DE LUNES TODO EL AÑO| Zig-Zag: bicicletas, drogas y rock n´roll

Por Alejandro Ortega Neri

En días pasados, ante una de esas crisis que lanza a manera de zapes el oficio del periodismo y el de escribir, me puse a leer crónicas, perfiles y demás periodismo narrativo con la idea de saber cómo y de qué manera presentan su información los avezados en el campo, y recordé mi ejemplar de Zig-Zag, lecturas para fumar (Rueda Libre, 2014) de Rogelio Garza, que él mismo me regaló cuando impartió un taller de periodismo musical el año pasado en Zacatecas. Quedé alucinado.

Cada que Garza publica algo en revistas o sitios y lo comparte en su Face, lo leo con devoción y atención. Su crónica del último concierto de Nick Cave en la ciudad de México me enchinó la piel, como si yo hubiera estado ahí, y es que la bondad de sus textos reside en que respeta tanto al lector y le cuenta lo sucedido como si fuera su compa, y respeta tanto a la música y al oficio que a cada sensación que ésta le brinda, le erige monumentales metáforas dignas del recuerdo.

Pedalear a través de las páginas de Zig-Zag, esa selección de textos que Rogelio escribió y publicó en varios medios como La Mosca durante dieciocho años, es adentrarse en las entrañas de una época y un autor; es colocarse hasta encontrar la comunión entre la noche,la calle y la policromía de cada nota que sale de la música que puebla la vida de Rogelio, un cronista musical consumado más no consumido.

Bicicletas, drogas y rock n´roll son las tres garantías, el común denominador de las crónicas del buen Rogelio, pues ¿qué otros condimentos necesarios se necesitan para vivir al cien?

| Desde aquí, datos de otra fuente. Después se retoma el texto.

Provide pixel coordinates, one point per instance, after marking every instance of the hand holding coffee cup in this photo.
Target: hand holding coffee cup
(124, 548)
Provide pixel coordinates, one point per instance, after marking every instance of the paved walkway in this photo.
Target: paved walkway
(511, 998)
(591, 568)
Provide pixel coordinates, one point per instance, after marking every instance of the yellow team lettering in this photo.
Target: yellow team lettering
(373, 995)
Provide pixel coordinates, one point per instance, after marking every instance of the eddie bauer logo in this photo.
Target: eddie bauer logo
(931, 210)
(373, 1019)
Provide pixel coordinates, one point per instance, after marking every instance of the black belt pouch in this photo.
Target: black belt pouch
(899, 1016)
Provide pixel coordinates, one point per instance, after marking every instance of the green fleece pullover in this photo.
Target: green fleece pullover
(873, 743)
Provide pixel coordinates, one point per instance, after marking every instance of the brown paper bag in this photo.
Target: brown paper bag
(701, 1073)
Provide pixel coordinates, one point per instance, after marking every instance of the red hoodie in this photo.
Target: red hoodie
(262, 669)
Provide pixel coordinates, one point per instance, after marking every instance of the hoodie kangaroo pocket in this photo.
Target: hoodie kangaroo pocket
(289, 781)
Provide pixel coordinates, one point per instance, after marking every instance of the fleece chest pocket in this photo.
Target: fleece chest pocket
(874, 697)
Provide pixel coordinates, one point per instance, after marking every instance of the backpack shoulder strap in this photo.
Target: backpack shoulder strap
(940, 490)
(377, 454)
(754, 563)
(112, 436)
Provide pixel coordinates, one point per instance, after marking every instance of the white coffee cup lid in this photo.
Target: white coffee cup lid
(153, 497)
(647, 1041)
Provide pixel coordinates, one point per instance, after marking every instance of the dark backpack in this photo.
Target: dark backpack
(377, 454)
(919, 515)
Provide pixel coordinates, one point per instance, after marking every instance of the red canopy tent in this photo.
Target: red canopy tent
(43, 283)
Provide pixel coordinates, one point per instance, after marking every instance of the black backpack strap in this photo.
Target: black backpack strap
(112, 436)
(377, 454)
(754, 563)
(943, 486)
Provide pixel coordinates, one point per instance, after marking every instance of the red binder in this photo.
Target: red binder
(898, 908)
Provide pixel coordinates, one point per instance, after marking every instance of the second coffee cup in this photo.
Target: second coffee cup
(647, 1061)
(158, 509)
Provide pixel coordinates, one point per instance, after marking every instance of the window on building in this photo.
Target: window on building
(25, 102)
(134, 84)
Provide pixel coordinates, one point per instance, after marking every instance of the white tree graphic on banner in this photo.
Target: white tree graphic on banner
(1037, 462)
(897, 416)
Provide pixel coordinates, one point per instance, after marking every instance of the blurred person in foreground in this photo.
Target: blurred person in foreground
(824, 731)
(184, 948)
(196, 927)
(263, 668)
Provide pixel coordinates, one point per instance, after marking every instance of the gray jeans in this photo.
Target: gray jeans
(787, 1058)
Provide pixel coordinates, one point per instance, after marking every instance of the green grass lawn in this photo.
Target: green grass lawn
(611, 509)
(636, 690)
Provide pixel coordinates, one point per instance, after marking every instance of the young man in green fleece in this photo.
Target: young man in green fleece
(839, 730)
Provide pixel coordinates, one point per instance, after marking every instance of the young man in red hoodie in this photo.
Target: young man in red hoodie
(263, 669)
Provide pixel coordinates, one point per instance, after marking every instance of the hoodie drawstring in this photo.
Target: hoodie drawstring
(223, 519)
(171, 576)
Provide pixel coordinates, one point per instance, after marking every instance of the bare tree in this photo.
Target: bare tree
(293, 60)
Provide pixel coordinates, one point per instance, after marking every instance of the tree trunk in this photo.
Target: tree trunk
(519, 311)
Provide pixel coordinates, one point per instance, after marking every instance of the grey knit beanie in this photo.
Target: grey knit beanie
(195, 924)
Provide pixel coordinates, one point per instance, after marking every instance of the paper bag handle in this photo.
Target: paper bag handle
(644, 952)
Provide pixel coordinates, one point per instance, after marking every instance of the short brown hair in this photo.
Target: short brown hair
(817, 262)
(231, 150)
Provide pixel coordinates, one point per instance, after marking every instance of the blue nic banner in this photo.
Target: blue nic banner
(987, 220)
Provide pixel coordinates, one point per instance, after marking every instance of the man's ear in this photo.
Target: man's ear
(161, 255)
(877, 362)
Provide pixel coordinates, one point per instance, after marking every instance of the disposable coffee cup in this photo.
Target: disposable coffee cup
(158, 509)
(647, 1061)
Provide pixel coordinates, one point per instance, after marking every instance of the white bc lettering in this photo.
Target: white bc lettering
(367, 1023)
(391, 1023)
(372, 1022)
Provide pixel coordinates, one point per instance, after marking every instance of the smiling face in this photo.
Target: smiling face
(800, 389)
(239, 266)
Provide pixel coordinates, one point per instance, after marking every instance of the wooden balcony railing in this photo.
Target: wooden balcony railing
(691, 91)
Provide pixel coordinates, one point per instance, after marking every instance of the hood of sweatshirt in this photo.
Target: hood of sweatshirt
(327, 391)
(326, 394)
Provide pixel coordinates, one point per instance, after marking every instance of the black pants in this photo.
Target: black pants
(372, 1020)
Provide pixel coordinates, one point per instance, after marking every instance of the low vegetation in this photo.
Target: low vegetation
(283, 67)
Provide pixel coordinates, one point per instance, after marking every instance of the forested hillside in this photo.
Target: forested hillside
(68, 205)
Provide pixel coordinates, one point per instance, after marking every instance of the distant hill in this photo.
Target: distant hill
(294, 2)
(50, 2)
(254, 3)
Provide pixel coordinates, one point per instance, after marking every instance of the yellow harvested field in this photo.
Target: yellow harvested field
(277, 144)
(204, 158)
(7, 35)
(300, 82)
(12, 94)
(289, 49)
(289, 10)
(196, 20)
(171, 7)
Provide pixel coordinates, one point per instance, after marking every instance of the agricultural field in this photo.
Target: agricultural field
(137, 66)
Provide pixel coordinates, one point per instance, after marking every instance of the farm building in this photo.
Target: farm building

Son 44 textos, entre crónicas, perfiles  y columnas de opinión y reclamos al Osito Bimbo, los que completan Zig-Zag que si le hacemos caso y nos lo fumamos, el buen viaje está garantizado.

Como toda compilación o álbum musical,hay algunas piezas que orillan a convertirse en favoritas para volver a leerlas o fumarlas cuando las nuevas crisis se avecinen. “Lunáticos”, con la que abre el libro es una joya; porque representa al hombre duro en el que todos quisiéramos convertirnos para enfrentar a todo vecino latoso que no nos deje ver la luna desde la azotea para componerle una rola, porque piensa que espiamos a la hija por la ventana.

También destaco “Preséntame a tu ombligo”, casi un homenaje rockeron y poético al máster Gutierre Tibon; el perfil “Rockdrigo, montado en su máquina del tiempo”, de quien dice Garza que “su música es el sincretismo entre los Trovadores Tamaulipecos y los Beatles, entre Agustín Lara, Muddy Waters, Chava Flores y Bob Dylan” y que sin ser un músico prodigioso ni cantor privilegiado, la bastaron la lira y la armónica para crear un sonido rocanrolero mexicano.

Imperdibles son también las crónicas de viajes; “Strippin Las Vegas”, un viaje con el ácido de Hofmann en el que el cronista pasa por un concierto de los ZZ Top y termina en una limosina con las chicas de la banda, las zz topettes; “Londres, donde las piedras empezaron a rodar”, “Barcelona, flamenco y scratchismo”, “Zurich, el lugar de los relojes” y “Amsterdam, la ciudad de las bicicletas”. Conjunto de textos en los que Garza nos lleva en bici a pasear por las entrañas lisérgicas de esas ciudades, y como buen Marco Polo, nos describe con lujo de detalle las características que las hacen únicas.

Además de los mencionados, hay muchos más que son básicos para todo aquel que quiera emprender la aventura dela crónica musical, como “Siguiendo las pisadas de los Dandy Warhols” a quien no escucho en este momento y no he dejado de hacerlo desde que la leí. O “BlackSabbath/Heaven and Hell, mi nombre es Metal” que recuerda una de las visitas de los papás del metal al ahora extinto D.F, o las que dedica a los músicos con afición por las bicis como “La Raleigh de John Lennon”, “La Humer Sprite de SydBarret” y “David Byrne, de cabeza parlante a cabeza rodante”.

Pero Zig-Zag, además de una buena colección de textos para el  oficio, es un libro que catapulta al melómano incipiente a otras dimensiones musicales; el soundtrack es un surtido rico ad hoc para viajes en bicicleta y con estupefacientes. Pero es también un almanaque que colecciona fechas de conciertos memorables, sitios, lugares y sabores que componen el rompecabezas de varias generaciones; textos atemporales que vienen a ser piezas claves de la panoplia personal para luchar contra la femme fatale que es la desmemoria. Un libro completito, para fumárselo poquito a poco.